I guess I'm lucky, one of my 6 is the official cleaner .. she makes her rounds so she can be sure everyone's heinie is **** & span. Weirdo, lol


----------



## Heather72754 (Nov 1, 2013)

LOL, that's too funny!


----------



## Cat Lover Lennie (Jan 7, 2013)

BigLittleSmall said:


> I guess I'm lucky, one of my 6 is the official cleaner .. she makes her rounds so she can be sure everyone's heinie is **** & span. Weirdo, lol


LOL! And do you have her gargle with Listerine when she is done? I will admit that Rambo spends an inordinate amount of time with his nose up everybody else's butt ........ just sniffing, not cleaning ....... he won't even clean his own butt! :lol:


----------



## Heather72754 (Nov 1, 2013)

Hahaha, this thread is cracking me up.
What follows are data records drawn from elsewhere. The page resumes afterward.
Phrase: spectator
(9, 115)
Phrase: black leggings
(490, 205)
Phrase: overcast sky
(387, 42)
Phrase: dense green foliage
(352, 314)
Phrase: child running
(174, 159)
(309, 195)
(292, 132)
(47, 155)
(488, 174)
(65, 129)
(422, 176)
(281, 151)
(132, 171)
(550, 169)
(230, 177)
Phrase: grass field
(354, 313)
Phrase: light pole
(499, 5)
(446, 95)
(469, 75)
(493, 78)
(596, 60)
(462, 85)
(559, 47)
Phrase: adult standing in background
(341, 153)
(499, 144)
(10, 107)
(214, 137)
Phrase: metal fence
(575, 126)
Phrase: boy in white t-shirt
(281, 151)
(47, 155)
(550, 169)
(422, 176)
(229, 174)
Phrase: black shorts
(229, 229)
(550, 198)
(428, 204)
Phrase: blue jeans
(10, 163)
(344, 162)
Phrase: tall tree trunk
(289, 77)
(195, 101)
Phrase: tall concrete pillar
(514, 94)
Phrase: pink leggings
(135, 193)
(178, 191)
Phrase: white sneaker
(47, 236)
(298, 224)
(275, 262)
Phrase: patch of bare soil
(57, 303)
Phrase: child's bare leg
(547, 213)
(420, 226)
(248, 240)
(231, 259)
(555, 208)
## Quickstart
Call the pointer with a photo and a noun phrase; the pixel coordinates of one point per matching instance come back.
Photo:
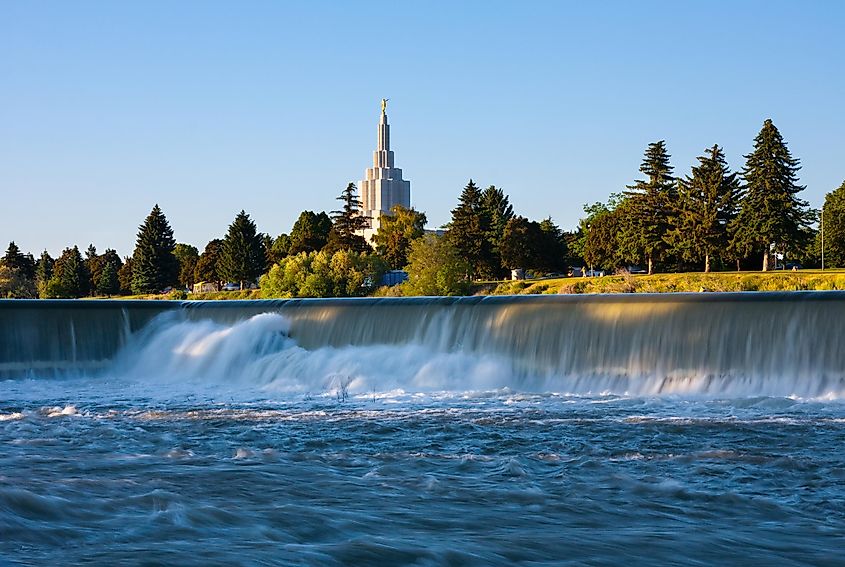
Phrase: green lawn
(685, 282)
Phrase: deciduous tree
(397, 231)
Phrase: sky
(207, 108)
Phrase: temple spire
(382, 186)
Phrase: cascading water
(716, 344)
(677, 429)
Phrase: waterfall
(731, 343)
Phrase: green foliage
(108, 283)
(520, 243)
(496, 207)
(14, 284)
(70, 276)
(320, 274)
(435, 267)
(397, 231)
(771, 211)
(603, 243)
(154, 265)
(310, 232)
(347, 223)
(469, 230)
(187, 256)
(15, 260)
(646, 222)
(242, 257)
(280, 248)
(124, 276)
(43, 273)
(834, 228)
(207, 264)
(707, 202)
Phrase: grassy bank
(688, 282)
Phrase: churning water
(536, 432)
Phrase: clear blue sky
(207, 108)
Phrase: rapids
(692, 429)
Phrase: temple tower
(382, 186)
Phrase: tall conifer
(469, 229)
(771, 213)
(648, 203)
(154, 266)
(242, 256)
(707, 202)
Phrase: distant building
(382, 186)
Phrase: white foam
(258, 354)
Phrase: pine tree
(187, 256)
(208, 262)
(43, 273)
(771, 214)
(707, 202)
(154, 265)
(649, 201)
(23, 264)
(497, 210)
(310, 232)
(70, 275)
(108, 283)
(469, 229)
(242, 256)
(833, 229)
(347, 223)
(124, 276)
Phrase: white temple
(382, 186)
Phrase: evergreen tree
(94, 263)
(187, 256)
(771, 213)
(520, 243)
(310, 232)
(435, 268)
(15, 260)
(347, 223)
(707, 202)
(70, 275)
(43, 273)
(833, 228)
(124, 276)
(242, 257)
(646, 225)
(108, 283)
(468, 231)
(279, 249)
(207, 265)
(603, 235)
(154, 265)
(552, 251)
(498, 211)
(397, 231)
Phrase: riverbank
(816, 280)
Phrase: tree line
(711, 218)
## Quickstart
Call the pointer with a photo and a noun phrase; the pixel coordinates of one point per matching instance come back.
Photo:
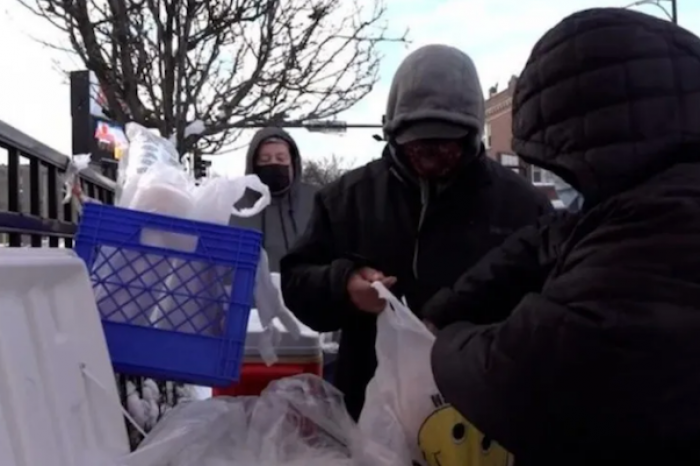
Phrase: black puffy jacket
(599, 363)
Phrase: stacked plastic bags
(302, 420)
(152, 179)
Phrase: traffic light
(201, 167)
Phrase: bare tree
(324, 171)
(229, 63)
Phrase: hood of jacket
(435, 82)
(609, 98)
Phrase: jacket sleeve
(489, 291)
(314, 277)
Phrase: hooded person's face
(274, 165)
(433, 159)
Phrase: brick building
(497, 137)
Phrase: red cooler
(302, 356)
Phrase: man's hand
(363, 296)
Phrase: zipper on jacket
(424, 201)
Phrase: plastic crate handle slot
(157, 238)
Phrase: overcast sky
(498, 34)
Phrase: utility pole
(674, 12)
(673, 15)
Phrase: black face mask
(276, 177)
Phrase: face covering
(572, 199)
(433, 160)
(276, 177)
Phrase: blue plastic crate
(174, 295)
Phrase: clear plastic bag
(298, 421)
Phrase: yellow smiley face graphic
(447, 439)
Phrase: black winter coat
(597, 362)
(371, 217)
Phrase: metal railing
(31, 192)
(32, 214)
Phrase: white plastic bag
(213, 201)
(298, 421)
(270, 305)
(404, 406)
(164, 189)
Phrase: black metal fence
(32, 214)
(31, 192)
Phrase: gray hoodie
(436, 83)
(286, 217)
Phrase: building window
(540, 176)
(510, 160)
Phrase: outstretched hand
(363, 296)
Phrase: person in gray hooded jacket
(274, 157)
(415, 219)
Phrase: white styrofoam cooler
(51, 412)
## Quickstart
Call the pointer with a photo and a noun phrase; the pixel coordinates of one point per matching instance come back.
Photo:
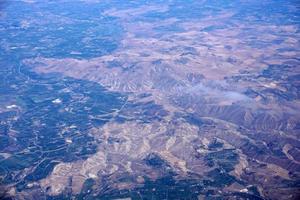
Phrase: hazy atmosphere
(150, 100)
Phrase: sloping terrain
(150, 100)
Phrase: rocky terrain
(150, 100)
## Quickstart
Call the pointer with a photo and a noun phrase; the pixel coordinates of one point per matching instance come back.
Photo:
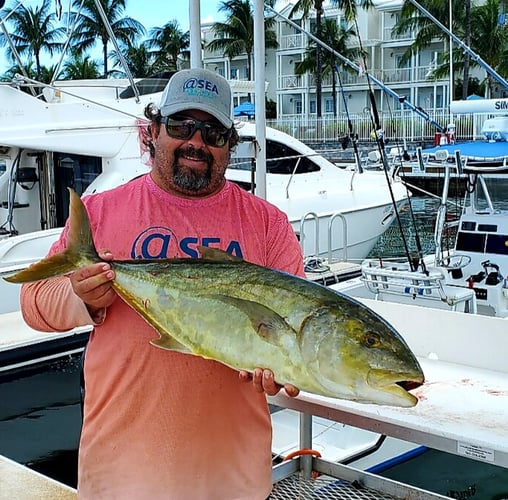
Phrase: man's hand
(263, 381)
(92, 284)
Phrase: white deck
(17, 335)
(21, 483)
(463, 405)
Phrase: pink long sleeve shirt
(160, 424)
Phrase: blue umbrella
(244, 109)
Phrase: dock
(328, 273)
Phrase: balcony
(287, 82)
(294, 41)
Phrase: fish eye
(371, 339)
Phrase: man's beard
(189, 179)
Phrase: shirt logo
(160, 242)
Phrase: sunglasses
(213, 134)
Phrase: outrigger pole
(416, 109)
(471, 53)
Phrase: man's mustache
(195, 154)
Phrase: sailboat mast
(195, 33)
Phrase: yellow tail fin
(80, 249)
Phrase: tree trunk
(467, 41)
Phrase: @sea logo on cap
(200, 87)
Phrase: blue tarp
(244, 109)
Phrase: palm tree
(336, 38)
(138, 58)
(32, 32)
(90, 27)
(412, 20)
(167, 44)
(81, 67)
(236, 35)
(488, 37)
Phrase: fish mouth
(398, 384)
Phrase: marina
(342, 217)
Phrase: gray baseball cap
(201, 89)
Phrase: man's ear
(155, 129)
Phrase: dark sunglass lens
(216, 135)
(179, 129)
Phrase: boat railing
(430, 285)
(315, 218)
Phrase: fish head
(355, 354)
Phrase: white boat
(439, 304)
(84, 134)
(472, 276)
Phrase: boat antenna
(352, 136)
(471, 53)
(112, 36)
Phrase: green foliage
(32, 31)
(236, 35)
(90, 28)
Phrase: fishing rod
(352, 136)
(380, 141)
(471, 53)
(416, 109)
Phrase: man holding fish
(159, 423)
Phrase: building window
(329, 105)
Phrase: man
(161, 424)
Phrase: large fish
(247, 316)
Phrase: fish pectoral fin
(266, 322)
(217, 254)
(169, 343)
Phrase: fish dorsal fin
(169, 343)
(266, 322)
(217, 254)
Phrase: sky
(148, 12)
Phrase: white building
(296, 95)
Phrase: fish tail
(80, 249)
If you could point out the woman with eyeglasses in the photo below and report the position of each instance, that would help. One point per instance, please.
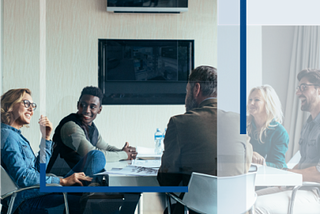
(269, 138)
(18, 159)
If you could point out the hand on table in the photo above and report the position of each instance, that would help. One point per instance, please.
(131, 151)
(45, 127)
(76, 177)
(257, 158)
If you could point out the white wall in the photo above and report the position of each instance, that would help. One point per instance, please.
(229, 67)
(254, 56)
(276, 53)
(73, 28)
(269, 57)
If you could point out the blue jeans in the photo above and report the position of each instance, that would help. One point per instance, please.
(91, 164)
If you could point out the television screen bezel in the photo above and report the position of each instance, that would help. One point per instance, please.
(167, 97)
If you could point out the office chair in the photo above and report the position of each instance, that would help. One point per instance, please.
(212, 194)
(9, 188)
(294, 192)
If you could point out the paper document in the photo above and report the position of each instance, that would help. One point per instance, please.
(133, 170)
(147, 153)
(146, 163)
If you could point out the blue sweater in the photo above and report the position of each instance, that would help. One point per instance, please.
(274, 146)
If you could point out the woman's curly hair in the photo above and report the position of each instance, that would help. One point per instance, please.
(7, 101)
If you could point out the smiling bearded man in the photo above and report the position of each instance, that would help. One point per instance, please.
(76, 134)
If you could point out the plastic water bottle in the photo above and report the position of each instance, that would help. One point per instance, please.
(163, 136)
(158, 136)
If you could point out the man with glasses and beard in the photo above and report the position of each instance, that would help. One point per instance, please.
(306, 200)
(190, 144)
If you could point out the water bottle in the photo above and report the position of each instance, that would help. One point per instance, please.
(158, 136)
(163, 136)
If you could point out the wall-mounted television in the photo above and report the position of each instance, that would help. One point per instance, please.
(147, 6)
(144, 71)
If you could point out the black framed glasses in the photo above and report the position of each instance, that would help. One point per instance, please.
(304, 86)
(27, 104)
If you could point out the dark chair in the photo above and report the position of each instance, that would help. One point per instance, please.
(9, 189)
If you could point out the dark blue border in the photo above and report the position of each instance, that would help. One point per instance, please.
(261, 12)
(44, 188)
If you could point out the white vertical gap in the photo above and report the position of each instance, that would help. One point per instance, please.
(229, 67)
(42, 104)
(254, 56)
(1, 46)
(139, 209)
(42, 66)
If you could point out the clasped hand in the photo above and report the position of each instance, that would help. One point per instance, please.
(257, 158)
(131, 151)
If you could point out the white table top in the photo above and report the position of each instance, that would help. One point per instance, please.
(266, 176)
(269, 176)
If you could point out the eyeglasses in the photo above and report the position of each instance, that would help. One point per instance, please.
(304, 86)
(27, 104)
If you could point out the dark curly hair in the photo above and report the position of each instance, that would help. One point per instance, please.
(207, 77)
(313, 75)
(92, 90)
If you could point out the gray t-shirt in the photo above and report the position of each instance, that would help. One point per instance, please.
(310, 144)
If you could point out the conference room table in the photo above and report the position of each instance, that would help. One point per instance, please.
(266, 176)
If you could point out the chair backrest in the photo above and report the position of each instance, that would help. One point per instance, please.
(202, 193)
(212, 194)
(7, 186)
(294, 160)
(236, 193)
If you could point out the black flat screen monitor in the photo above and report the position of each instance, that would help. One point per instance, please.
(144, 71)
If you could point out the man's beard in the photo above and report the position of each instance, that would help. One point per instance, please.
(307, 104)
(191, 103)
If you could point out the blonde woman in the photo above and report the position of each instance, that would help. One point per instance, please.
(269, 138)
(23, 166)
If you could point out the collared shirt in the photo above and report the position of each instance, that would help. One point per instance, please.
(18, 159)
(310, 144)
(274, 146)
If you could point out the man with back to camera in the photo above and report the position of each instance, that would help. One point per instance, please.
(191, 139)
(76, 135)
(276, 200)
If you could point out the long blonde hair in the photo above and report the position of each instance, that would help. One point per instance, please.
(273, 110)
(7, 101)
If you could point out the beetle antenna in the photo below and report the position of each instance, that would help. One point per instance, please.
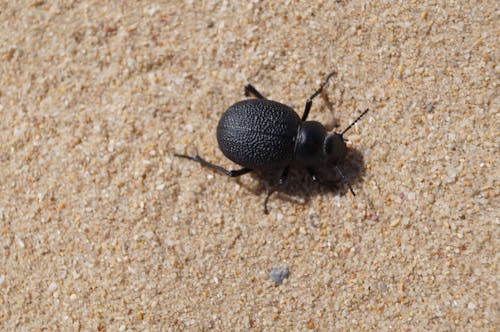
(344, 179)
(354, 122)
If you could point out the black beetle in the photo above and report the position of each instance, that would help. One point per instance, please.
(261, 134)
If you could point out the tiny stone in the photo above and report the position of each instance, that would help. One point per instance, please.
(279, 274)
Maybe Rambo just wants to reassure himself that nobody smells like a rose in that area lol - he doesn't want to be the only one. :lol:


----------



## BigLittleSmall (Dec 9, 2013)

Cat Lover Lennie said:


> LOL! And do you have her gargle with Listerine when she is done?


lol, if only!

We have to make SUPER careful that she doesn't lick anything in our plates (if we turn away, she is a horrid food thief) 
.. if she does .. :dis .. nope .... yours ...:catmilk
She got my husbands freshly sliced $10 wedge of cheese .. I told him not to leave it, so of course I was obligated to laugh lol.


----------



## MyBabiesDaddy (Jan 1, 2013)

BigLittleSmall said:


> I guess I'm lucky, one of my 6 is the official cleaner .. she makes her rounds so she can be sure everyone's heinie is **** & span. Weirdo, lol


Lol. There's a cat at my shelter who grooms ME every time I handle here. She will literally hold my hand down with her claws (ouch) while she licks my fingers and hands . Then she will rub her head on me. I thought she was licking off traces of treats, but then she licks my nose for 15 seconds while I was kissing her up  I think she must've been a mommy at some point and is used to cleaning up her kittens. Maybe you can adopt a cat like her to help your boy out  

I see lots of cat butts thanks to the shelter work I do, and some are just cleaner then others. Not much you can do except try and use a wet cloth on yours if needed.


----------



## roshambo (Oct 8, 2013)

Ha! Thanks guys 

Hendon seems to be doing a little better fortunately!


----------